J’essayais d’analyser plus sérieusement sa tenue mais mon amie était pliée en quatre, prête à s’effondrer par terre. Impossible donc.

- Heureusement que le ridicule ne tue pas, elle articulait, à bout de souffle. Oh putain, je fais pitié.

Je sortais mon téléphone pour la prendre en photo mais le résultat était floue. Mes mains tremblaient tellement j’avais rigolé. Sans parler de Zéni qui se tordait de rire.

- Attends, attends, j’ai une idée de génie !

Elle était retournée en courant vers la penderie puis était revenue dans les secondes qui ont suivis, morte de rire, armée de plumes. Elle en avait accroché une sur le chapeau fleuri et le reste, elle les avait caller contre la ceinture de sa tenue.

- Alors là, c’est le pompon. Ta dignité est décédée.

Mes côtes étaient si douloureuse que la force d’encore me moquer d’elle venait à me manquer. Je souriais en gloussant bêtement devant sa bêtise.

- On dirait les pétasses des films que tu t’avale à longueur de temps.

- Ouais, c’est vrai, j’ai leur classe, minaudait-elle en s’admirant sur la glace.

Je lui avais balancé une boule de tissu sur le crâne.

- Si mes parents te voyaient, ils te vireraient sans réfléchir.

- Ah, ouais… ça serait la crise. A ce sujet… faut que je te dise quelque chose.

L’atmosphère avait très vite changé. Mon cœur accélérait de panique.

- Merde. Qu’est-ce qui se passe ?

- Rien de grave, je te rassure. Mais d’ici quelques semaines, je vais arrêter de bosser ici.

- Mais pourquoi ? Tu ne te plaît plus ici ?

Ma voix semblait plus triste et apitoyée que je ne le voulais parce que Zénaïde s’était vite retournée vers moi. Je sentais les sanglots me monter à la gorge. J’aurai voulu lui demander où elle irait mais mes yeux risquaient de déverser ainsi tout le flot de larmes que je tentais à cet instant de retenir.

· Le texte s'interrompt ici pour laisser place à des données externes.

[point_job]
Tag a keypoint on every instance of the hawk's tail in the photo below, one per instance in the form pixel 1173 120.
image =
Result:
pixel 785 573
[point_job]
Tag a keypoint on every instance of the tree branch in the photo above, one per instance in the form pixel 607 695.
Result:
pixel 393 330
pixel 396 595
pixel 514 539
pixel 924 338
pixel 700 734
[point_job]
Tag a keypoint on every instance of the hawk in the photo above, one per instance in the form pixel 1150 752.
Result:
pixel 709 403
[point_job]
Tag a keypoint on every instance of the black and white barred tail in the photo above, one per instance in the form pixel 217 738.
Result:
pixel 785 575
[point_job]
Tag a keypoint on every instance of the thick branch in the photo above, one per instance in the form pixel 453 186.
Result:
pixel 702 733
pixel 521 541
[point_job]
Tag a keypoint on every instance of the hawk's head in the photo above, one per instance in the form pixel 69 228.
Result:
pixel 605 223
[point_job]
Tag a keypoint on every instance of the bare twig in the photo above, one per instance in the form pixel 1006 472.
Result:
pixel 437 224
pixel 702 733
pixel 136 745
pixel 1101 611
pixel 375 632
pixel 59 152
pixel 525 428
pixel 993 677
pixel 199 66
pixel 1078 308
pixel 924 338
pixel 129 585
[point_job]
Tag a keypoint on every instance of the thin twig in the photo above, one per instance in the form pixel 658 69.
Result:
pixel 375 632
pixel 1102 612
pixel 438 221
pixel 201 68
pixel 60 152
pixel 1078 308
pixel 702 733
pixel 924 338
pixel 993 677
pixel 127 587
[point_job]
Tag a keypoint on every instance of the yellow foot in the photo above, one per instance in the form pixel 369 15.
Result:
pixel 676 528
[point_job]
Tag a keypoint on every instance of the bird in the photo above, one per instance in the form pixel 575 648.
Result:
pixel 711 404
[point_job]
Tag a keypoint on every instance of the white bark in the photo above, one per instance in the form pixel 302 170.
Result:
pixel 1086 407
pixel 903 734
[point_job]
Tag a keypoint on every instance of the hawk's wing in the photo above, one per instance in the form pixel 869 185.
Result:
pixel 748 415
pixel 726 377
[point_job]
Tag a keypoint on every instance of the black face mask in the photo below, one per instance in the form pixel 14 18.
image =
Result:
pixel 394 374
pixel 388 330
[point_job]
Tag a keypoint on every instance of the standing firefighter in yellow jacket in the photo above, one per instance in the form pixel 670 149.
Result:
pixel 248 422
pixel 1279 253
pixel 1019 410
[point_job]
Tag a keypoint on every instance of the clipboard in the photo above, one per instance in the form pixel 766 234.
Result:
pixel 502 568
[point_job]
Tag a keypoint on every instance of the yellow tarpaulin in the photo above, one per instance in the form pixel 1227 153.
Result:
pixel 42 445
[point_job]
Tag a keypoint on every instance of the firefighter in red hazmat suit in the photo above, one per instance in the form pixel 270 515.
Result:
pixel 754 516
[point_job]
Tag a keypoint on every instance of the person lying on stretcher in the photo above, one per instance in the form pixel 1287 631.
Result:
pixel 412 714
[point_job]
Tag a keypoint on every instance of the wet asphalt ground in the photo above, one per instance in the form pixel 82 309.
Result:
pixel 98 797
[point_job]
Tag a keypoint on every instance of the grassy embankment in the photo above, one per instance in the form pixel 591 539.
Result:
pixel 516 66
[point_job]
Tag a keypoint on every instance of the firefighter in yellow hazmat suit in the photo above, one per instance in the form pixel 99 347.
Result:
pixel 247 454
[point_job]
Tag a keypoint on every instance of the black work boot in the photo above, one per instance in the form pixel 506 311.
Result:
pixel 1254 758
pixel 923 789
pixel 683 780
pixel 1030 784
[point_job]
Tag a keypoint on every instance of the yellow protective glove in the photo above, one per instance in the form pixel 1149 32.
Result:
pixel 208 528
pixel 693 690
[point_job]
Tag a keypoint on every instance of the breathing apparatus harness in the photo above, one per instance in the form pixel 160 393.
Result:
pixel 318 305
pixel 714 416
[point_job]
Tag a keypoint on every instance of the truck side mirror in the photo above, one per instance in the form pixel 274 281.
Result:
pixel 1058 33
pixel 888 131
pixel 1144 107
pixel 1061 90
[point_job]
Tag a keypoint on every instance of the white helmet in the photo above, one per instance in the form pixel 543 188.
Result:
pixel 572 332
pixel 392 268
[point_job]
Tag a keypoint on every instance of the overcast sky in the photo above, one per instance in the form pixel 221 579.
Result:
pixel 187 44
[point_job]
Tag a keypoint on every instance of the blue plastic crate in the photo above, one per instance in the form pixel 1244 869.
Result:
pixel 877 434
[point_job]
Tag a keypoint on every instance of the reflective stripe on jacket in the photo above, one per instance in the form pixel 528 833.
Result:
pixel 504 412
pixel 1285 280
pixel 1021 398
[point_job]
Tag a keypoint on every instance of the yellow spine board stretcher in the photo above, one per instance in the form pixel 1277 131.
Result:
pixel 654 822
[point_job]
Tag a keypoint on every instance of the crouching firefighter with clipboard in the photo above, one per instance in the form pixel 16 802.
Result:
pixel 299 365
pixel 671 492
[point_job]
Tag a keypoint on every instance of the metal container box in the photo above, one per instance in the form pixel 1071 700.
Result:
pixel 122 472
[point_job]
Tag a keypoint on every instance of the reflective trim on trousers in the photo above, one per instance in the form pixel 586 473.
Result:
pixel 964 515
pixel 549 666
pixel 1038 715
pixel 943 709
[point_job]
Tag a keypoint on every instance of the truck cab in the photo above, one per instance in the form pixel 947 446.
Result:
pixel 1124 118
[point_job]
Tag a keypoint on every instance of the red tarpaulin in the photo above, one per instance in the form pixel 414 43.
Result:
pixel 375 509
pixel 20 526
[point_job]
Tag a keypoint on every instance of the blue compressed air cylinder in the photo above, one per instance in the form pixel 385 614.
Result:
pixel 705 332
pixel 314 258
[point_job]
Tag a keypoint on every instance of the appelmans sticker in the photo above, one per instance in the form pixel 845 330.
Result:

Elle avançait vers moi et prenait place à côté de moi. Doucement, elle déposait un bras autour de mes épaules. Dans mes souvenirs, nous n’avions jamais échangés un contact si physique, malgré notre grande complicité qui ne cessait de s’agrandir chaque jour. Alors pourquoi partait-elle ? Nous ne nous verrions que peu de fois, maintenant. Sûrement quelques week-ends et j’étais certaine qu’au fur et à mesure des mois, notre relation serait rompue. Je savais que cela allait arriver… c’est pour cette raison que j’étais si distante, au départ. J’étais consciente que les relations humaines sont éphémères, dès mon plus jeune âge. Que tout disparait, sauvegardant seulement des souvenirs doux-amers au fond de notre psyché. Ceux-là qui blessaient lorsqu’on osait s’en rappeler. Je le savais… et encore une fois, je n’avais pas réfléchi. J’avais essayé de mettre de côtés mes insécurités. Alors pourquoi cette fois-ci, avec Zénaïde, j’avais refusé de m’écouter ? Je le faisais si bien jusqu’à présent.

- Ecoute, j’ai trouvé un travail de vendeuse à mi-temps qui va me permettre de reprendre mes études. J’avais arrêté quand ton père m’avait contacté mais là, ils m’offrent la possibilités de continuer, en ayant un emploi fiable pour subvenir à mes besoins. En vrai, je lui ai en reconnaissante. J’ai appris des tas de choses mais… je ne peux plus attendre de faire ce que j’ai envie pour gagner ma vie.

Elle me sondait un long moment, plantant ses iris sur les miennes. Pour la première fois, j’apercevais les différentes nuances de bleues et de gris de ses yeux éclatants.

- Sofia, pourquoi est-ce que tu pleures ?

J’avais finie par laisser libre cours à mes sanglots et incapable de soutenir son regard plus longtemps, j’enfonçais ma tête autour de mes bras.

Une fois là-bas, elle m’oublierait aussi vite qu’elle était venue m’aborder… je ne répondais rien mais celle-ci ne tardait pas à me couvrir de ses bras chauds et protecteurs.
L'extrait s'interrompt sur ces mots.